There is an ongoing narrative of the “AI Doctor” and AI replacing doctors (for example AI is better at identifying tumours than a doctor or AI is better at diagnosis than a doctor). These types of publications comparing AI with a clinician makes us think of healthcare as a transactional process. This is obviously a huge simplification and risks framing the role of the clinicians as someone completing a series of single tasks but a patient often receives a variety of things through a single engagement with the clinician including diagnosis, treatment, comfort, empathy, support, assurance and many more. Unfortunately this type of narrative also ignores the multiple different professions that work in unison to care for patients.
Apples and oranges
The doctor versus AI is perhaps creating the biggest cultural challenge AI tools being used. What we are seeing is a “typical” clinician being held as the gold standard but measured under specific circumstances and specific metrics which are often not real world representative. The language used isn’t AI is better than all doctors but AI is better than some. What we are opening the door to is claiming that some doctors are underperforming compared to peers, it is no secret that there are variations in care however healthcare is complex and variations can have multiple sources. This is a slippy slope that leads to metric based performance measures and a toxic blame culture where we measure single clinical tasks and correlate these to good patient care. However correlation isn’t causation and as mentioned above a clinician does much more than a single task and a consultation is a complex interaction fulfilling multiple jobs.

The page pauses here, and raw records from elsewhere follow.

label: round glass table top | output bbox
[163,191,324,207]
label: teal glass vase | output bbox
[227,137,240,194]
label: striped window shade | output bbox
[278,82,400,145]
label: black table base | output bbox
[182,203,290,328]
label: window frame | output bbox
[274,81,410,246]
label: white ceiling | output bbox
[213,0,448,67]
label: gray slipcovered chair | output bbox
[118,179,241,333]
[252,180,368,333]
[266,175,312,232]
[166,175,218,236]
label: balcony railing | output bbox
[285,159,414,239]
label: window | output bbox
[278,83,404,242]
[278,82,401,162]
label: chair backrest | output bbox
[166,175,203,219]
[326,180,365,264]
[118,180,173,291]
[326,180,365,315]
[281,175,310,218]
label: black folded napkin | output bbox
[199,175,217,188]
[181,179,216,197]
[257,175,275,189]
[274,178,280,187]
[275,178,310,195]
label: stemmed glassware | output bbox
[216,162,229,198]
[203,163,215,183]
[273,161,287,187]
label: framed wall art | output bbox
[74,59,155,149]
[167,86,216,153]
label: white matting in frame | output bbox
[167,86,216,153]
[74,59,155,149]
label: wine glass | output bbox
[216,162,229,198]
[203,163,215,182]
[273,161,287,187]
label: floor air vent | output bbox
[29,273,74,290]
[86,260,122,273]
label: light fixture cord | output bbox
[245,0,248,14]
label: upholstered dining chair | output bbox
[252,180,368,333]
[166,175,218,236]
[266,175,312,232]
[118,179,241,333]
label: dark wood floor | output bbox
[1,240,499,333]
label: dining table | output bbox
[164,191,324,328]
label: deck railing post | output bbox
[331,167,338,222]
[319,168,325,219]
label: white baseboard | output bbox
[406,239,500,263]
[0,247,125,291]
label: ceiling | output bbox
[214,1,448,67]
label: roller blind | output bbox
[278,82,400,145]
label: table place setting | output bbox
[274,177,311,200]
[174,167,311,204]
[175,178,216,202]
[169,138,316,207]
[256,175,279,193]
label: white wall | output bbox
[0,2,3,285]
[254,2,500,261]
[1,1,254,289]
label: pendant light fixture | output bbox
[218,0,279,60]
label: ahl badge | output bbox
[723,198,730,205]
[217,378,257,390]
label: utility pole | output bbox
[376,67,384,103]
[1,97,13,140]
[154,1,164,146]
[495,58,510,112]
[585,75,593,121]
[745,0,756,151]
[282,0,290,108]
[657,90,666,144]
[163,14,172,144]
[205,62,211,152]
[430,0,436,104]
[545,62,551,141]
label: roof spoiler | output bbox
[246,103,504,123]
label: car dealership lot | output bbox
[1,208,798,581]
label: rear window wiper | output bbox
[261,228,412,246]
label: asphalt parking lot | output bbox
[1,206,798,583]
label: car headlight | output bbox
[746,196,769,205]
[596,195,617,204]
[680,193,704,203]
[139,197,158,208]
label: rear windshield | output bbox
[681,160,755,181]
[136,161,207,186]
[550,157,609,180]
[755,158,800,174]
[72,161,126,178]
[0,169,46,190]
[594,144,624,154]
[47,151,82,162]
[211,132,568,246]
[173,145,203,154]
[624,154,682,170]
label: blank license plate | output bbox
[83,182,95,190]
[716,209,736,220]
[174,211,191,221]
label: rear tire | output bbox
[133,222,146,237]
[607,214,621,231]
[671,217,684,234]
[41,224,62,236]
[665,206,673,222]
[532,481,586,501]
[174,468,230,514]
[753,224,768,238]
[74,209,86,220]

There are also discussions on bias, often the question raised is what’s the AI bias? But this question ignores the existance of any bias that exists in current health and care approaches.

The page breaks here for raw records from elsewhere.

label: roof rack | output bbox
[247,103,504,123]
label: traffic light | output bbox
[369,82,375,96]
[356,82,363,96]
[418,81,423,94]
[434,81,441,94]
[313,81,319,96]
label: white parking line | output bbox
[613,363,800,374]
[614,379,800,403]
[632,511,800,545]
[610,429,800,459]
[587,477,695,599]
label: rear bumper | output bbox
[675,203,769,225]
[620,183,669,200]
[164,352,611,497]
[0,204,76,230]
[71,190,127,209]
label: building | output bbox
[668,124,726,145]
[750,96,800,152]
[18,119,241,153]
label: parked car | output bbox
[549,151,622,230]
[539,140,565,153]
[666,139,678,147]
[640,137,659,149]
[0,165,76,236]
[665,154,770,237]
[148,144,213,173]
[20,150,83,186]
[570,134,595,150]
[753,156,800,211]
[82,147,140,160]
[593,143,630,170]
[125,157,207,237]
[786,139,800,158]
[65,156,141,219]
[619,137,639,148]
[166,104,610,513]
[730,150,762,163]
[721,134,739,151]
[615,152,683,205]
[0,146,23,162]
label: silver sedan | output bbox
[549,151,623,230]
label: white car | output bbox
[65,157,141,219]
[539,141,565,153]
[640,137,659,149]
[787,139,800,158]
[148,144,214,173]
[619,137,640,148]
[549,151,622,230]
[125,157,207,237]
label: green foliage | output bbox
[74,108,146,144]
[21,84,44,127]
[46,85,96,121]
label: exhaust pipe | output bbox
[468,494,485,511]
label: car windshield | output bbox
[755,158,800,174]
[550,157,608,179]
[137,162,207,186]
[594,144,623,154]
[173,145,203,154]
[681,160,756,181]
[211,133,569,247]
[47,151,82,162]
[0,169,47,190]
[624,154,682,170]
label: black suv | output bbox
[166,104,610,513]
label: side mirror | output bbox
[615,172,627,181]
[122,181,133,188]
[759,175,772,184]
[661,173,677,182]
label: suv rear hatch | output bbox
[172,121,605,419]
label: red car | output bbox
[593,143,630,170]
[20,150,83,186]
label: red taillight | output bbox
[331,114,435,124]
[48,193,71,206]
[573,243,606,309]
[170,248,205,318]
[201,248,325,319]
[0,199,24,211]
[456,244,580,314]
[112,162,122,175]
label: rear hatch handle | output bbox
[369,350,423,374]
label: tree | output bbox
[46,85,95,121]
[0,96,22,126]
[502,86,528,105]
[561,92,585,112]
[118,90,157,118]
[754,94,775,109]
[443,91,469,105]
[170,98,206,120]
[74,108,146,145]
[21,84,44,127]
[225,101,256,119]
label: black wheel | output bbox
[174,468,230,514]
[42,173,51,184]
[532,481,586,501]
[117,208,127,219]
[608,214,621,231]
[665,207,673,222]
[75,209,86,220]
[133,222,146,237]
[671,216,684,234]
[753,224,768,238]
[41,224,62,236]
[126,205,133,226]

In reality it is possibly irrelavent if a doctor or AI is better at a specific single task. Instead what is important is how does the AI+clinician work together in a care pathway and what is the improvement against the existing pathway. If there’s bias its possible foreknowledge and suitable training enables clinicians to mitigate bias. Any AI that is developed and used today will be a narrow focused tool. It will not be able to be a general purpose wide application software that is adaptable like a person – this type of AI (called Artificial General Intelligence) is still someway off development.
Collaborative AI
Multiple challenges face health and care provision including insufficient workforce numbers and clinicians who are heavily overwhelmed with expectations and experiencing burnout. Technology needs to be created that improves the patient pathways and supports staff not creating division. Culture is an integral part of this, the current framing of AI has the potential to create a culture where individual clinicians are labelled as low performing which can create a blame culture and exacerbate existing challenging conditions. Healthcare is complex and we need to move towards thinking about improvements in every care pathway through the clinicians+AI combination not pitting one against another.